Masih Anggap Biasa? Inilah Bahaya Riba Menurut Qur’an & Hadis

Dalam Islam, riba termasuk dosa besar yang sangat dikecam. Kata “riba” sendiri secara bahasa berarti “tambahan” atau “kelebihan”. Namun, dalam konteks syariat, riba adalah tambahan yang diambil secara batil dari transaksi pinjam-meminjam atau jual beli, yang merugikan salah satu pihak.

Dalil Al-Qur’an tentang Riba

Allah SWT menegaskan dalam Al-Qur’an:

“Padahal Allah telah menghalalkan jual beli dan mengharamkan riba…”
(QS. Al-Baqarah: 275)

Ayat ini menunjukkan bahwa Islam membedakan antara perdagangan yang sah dengan riba yang merugikan dan penuh dengan ketidakadilan.

Hadis Nabi tentang Riba

Rasulullah ﷺ dengan tegas memperingatkan bahaya riba:

“Riba itu memiliki tujuh puluh tiga pintu, yang paling ringan seperti seseorang berzina dengan ibunya.”
(HR. Ibnu Majah)

Hadis ini menggambarkan betapa beratnya dosa riba, bahkan yang paling kecil pun tetap sangat berbahaya.

Jenis-Jenis Riba

Para ulama menjelaskan bahwa riba terbagi menjadi beberapa jenis:

  1. Riba Fadhl – tambahan dalam pertukaran barang sejenis, misalnya menukar 1 kg beras dengan 1,2 kg beras.
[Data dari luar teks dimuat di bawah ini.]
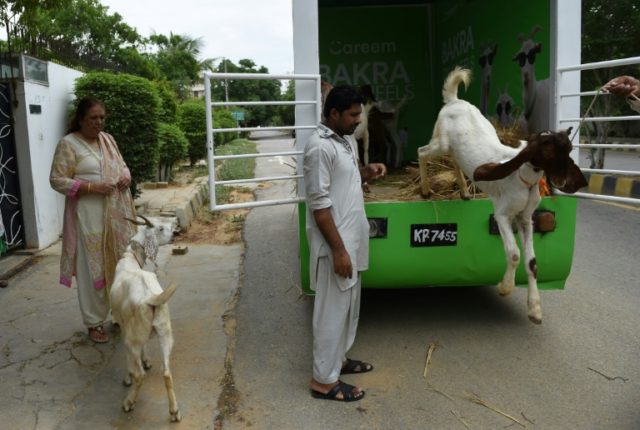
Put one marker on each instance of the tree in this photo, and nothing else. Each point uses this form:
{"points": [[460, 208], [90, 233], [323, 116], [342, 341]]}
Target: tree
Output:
{"points": [[610, 31], [79, 33], [248, 90], [177, 59]]}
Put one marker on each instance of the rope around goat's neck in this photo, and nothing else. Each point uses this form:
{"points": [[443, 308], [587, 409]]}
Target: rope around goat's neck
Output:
{"points": [[586, 113]]}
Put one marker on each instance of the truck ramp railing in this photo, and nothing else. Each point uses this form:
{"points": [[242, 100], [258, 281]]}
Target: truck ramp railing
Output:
{"points": [[629, 177], [212, 157]]}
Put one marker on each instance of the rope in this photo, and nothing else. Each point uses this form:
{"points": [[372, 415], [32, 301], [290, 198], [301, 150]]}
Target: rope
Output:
{"points": [[586, 113]]}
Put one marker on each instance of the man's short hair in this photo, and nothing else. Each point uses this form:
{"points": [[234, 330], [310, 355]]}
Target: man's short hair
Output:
{"points": [[341, 98]]}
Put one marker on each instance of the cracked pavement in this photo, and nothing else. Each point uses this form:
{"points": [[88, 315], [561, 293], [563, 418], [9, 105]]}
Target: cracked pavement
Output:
{"points": [[54, 377]]}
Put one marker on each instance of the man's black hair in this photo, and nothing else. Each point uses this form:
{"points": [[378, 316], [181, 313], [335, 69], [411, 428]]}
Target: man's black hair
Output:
{"points": [[341, 98]]}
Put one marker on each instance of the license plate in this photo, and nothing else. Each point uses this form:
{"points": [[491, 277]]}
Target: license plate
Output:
{"points": [[434, 235]]}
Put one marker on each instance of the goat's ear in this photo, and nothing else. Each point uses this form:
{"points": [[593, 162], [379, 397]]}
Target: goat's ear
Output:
{"points": [[136, 222], [575, 179]]}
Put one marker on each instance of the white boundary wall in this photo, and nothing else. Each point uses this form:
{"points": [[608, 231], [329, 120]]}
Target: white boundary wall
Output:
{"points": [[36, 138]]}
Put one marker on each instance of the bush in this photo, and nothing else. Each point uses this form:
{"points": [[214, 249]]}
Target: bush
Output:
{"points": [[168, 100], [191, 119], [222, 118], [133, 110], [174, 147]]}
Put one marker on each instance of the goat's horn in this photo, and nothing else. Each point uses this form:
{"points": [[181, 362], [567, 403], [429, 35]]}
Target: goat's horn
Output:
{"points": [[147, 222], [136, 222]]}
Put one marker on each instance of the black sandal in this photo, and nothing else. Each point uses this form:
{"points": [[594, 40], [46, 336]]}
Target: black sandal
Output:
{"points": [[347, 393], [355, 366]]}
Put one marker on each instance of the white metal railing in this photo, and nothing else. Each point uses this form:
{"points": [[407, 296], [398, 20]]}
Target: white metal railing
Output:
{"points": [[564, 96], [212, 158]]}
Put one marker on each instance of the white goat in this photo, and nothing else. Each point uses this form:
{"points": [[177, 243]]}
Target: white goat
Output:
{"points": [[361, 133], [463, 132], [535, 93], [139, 305]]}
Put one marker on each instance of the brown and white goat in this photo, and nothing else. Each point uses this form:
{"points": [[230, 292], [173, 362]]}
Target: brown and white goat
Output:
{"points": [[139, 305], [464, 133]]}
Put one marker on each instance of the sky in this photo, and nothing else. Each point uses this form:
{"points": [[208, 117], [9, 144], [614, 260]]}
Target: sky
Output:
{"points": [[260, 30]]}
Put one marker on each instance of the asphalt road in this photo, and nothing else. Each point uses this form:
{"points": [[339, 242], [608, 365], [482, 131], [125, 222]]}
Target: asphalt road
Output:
{"points": [[578, 370], [615, 160]]}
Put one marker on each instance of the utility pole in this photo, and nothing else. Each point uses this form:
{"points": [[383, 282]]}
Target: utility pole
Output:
{"points": [[226, 85]]}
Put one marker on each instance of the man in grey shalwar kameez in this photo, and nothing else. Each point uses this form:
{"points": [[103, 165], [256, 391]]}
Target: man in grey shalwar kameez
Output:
{"points": [[338, 234]]}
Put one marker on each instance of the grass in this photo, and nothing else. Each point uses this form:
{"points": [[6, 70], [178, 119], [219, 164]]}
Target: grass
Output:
{"points": [[241, 168]]}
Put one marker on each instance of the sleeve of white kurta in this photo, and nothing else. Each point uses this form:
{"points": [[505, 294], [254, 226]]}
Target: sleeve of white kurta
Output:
{"points": [[634, 103], [318, 162], [63, 169]]}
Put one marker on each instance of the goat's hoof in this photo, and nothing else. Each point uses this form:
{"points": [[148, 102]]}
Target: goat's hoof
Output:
{"points": [[535, 319], [176, 416], [504, 290]]}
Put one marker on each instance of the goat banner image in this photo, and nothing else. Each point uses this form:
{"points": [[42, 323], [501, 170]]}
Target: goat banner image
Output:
{"points": [[404, 52]]}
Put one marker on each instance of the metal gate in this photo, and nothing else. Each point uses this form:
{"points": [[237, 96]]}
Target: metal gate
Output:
{"points": [[563, 98], [314, 104], [10, 207]]}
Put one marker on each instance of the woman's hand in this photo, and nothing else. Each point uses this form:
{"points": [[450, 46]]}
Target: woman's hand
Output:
{"points": [[104, 188], [123, 183]]}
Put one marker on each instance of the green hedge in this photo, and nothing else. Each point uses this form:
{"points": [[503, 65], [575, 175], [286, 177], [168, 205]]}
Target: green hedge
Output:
{"points": [[168, 100], [222, 118], [133, 112], [174, 147], [191, 118], [192, 121]]}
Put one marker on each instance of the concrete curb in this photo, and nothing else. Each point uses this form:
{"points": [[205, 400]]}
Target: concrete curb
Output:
{"points": [[183, 203], [613, 185]]}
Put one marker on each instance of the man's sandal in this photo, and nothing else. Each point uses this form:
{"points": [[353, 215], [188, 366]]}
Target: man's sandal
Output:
{"points": [[355, 366], [348, 395], [98, 335]]}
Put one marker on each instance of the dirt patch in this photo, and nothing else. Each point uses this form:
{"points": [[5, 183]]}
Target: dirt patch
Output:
{"points": [[218, 228]]}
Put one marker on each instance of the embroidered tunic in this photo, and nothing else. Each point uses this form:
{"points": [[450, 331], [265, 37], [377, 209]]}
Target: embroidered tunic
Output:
{"points": [[97, 219]]}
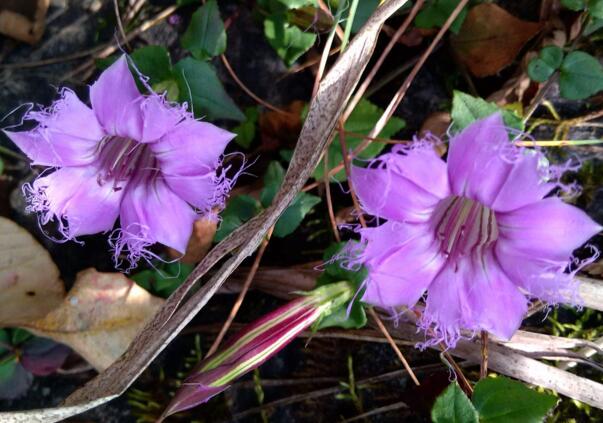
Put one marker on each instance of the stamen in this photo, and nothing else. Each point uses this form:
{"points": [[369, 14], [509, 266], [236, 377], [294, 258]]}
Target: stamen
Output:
{"points": [[464, 226]]}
  2. Riba Nasi’ah – tambahan yang muncul karena adanya penangguhan waktu pembayaran.

  3. Riba Qardh – tambahan dalam pinjaman yang sudah disyaratkan sejak awal.

Mengapa Riba Diharamkan?

Larangan riba bukan tanpa alasan. Ada beberapa hikmah mengapa riba diharamkan:

  • Menimbulkan ketidakadilan dalam transaksi.

  • Merugikan orang yang membutuhkan.

  • Membunuh semangat tolong-menolong dalam masyarakat.
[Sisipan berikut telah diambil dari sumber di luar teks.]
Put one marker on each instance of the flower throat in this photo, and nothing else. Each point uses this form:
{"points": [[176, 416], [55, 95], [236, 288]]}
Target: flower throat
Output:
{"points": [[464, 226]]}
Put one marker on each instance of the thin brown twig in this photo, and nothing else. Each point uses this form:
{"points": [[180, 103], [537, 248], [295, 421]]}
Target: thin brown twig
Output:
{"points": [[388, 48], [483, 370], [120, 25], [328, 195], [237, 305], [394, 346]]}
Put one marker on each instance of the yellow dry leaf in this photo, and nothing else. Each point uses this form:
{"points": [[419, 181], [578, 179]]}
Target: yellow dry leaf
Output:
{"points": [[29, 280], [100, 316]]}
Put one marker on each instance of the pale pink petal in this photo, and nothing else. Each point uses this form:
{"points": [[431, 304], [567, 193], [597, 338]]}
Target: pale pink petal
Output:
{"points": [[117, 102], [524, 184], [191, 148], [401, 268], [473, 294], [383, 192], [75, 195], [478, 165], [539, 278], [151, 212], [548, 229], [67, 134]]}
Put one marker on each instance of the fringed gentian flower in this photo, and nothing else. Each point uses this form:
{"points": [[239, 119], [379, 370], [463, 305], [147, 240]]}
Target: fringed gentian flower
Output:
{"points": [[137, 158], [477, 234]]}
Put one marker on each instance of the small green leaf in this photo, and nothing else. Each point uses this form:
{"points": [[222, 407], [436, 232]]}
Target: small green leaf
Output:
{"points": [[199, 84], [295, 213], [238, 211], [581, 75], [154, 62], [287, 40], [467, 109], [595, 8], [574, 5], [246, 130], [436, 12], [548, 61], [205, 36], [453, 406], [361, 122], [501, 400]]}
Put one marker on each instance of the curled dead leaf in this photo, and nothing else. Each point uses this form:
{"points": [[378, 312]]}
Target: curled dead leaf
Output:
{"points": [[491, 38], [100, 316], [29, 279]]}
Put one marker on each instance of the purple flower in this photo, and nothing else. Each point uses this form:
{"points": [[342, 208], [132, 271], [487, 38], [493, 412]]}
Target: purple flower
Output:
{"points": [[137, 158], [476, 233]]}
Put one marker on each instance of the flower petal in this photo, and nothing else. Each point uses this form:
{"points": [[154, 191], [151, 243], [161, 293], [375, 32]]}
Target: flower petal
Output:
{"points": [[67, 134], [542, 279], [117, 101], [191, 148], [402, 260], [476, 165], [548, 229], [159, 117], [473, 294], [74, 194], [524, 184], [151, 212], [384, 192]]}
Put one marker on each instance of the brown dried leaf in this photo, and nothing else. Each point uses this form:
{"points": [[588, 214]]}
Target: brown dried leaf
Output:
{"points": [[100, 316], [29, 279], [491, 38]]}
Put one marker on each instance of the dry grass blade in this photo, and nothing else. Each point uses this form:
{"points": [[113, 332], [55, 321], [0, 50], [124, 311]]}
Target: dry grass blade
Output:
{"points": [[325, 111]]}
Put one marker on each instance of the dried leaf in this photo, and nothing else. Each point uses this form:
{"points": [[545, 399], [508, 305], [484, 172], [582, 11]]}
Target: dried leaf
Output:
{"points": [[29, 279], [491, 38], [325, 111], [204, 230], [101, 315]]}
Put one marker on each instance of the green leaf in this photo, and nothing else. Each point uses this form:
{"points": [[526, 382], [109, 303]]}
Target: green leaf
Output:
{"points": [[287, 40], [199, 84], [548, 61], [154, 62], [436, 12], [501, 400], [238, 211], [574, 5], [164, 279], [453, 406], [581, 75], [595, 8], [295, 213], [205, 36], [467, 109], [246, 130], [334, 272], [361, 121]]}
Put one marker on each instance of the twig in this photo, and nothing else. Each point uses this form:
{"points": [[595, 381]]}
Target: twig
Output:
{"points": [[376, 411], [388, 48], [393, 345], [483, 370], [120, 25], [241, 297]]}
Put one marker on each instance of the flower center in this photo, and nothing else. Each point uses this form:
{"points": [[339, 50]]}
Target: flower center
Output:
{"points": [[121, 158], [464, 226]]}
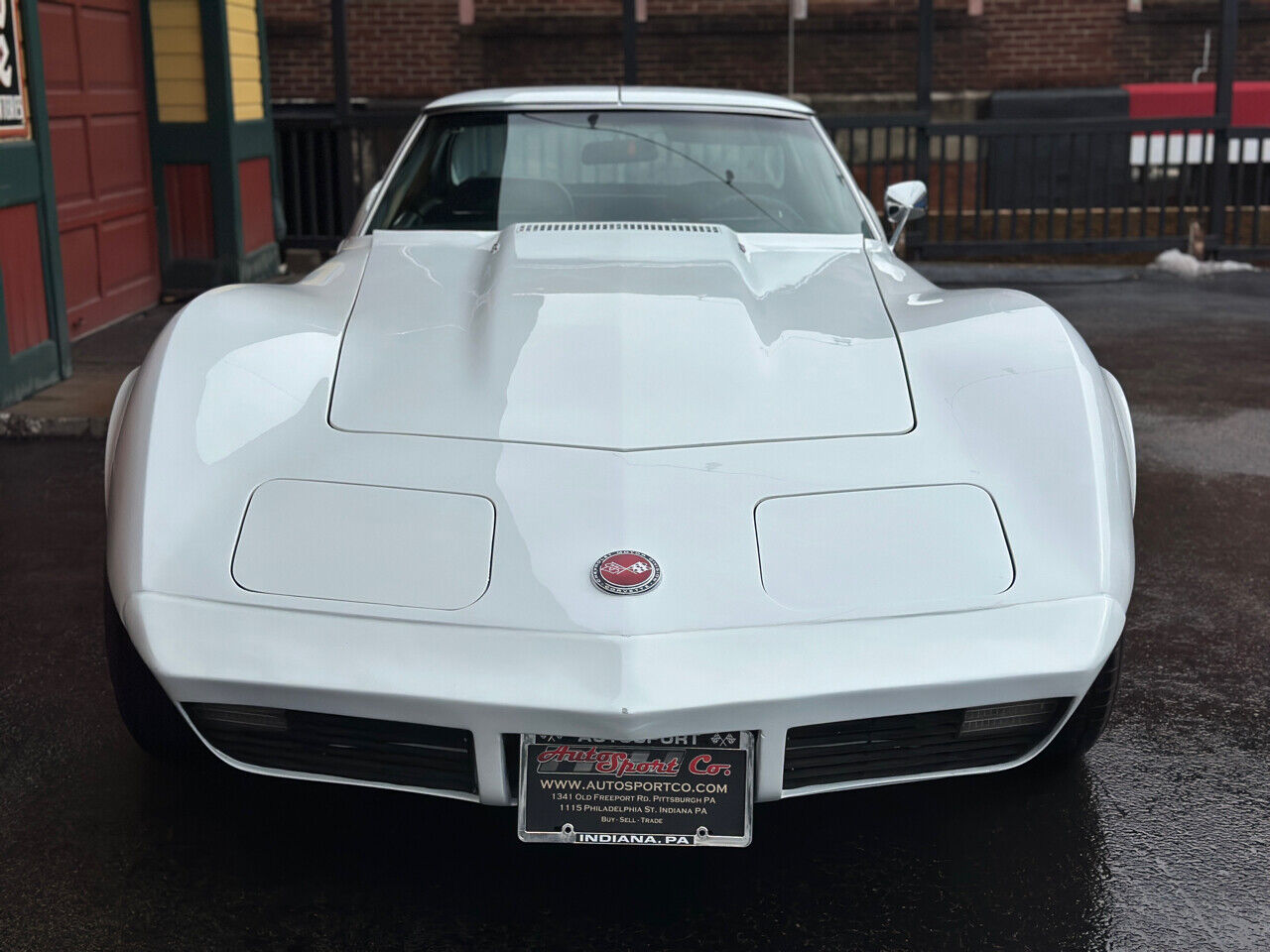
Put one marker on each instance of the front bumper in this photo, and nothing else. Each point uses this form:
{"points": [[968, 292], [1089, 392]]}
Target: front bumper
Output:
{"points": [[494, 682]]}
  • Menumbuhkan kesenjangan sosial antara kaya dan miskin.

Riba adalah perbuatan yang dilarang keras oleh Allah dan Rasul-Nya. Islam ingin agar umatnya saling membantu dengan tulus, bukan memanfaatkan kesulitan orang lain demi keuntungan pribadi. Oleh karena itu, setiap Muslim wajib menjauhi praktik riba dan menggantinya dengan bentuk muamalah yang halal, seperti jual beli yang sah, sedekah, dan pinjaman tanpa bunga.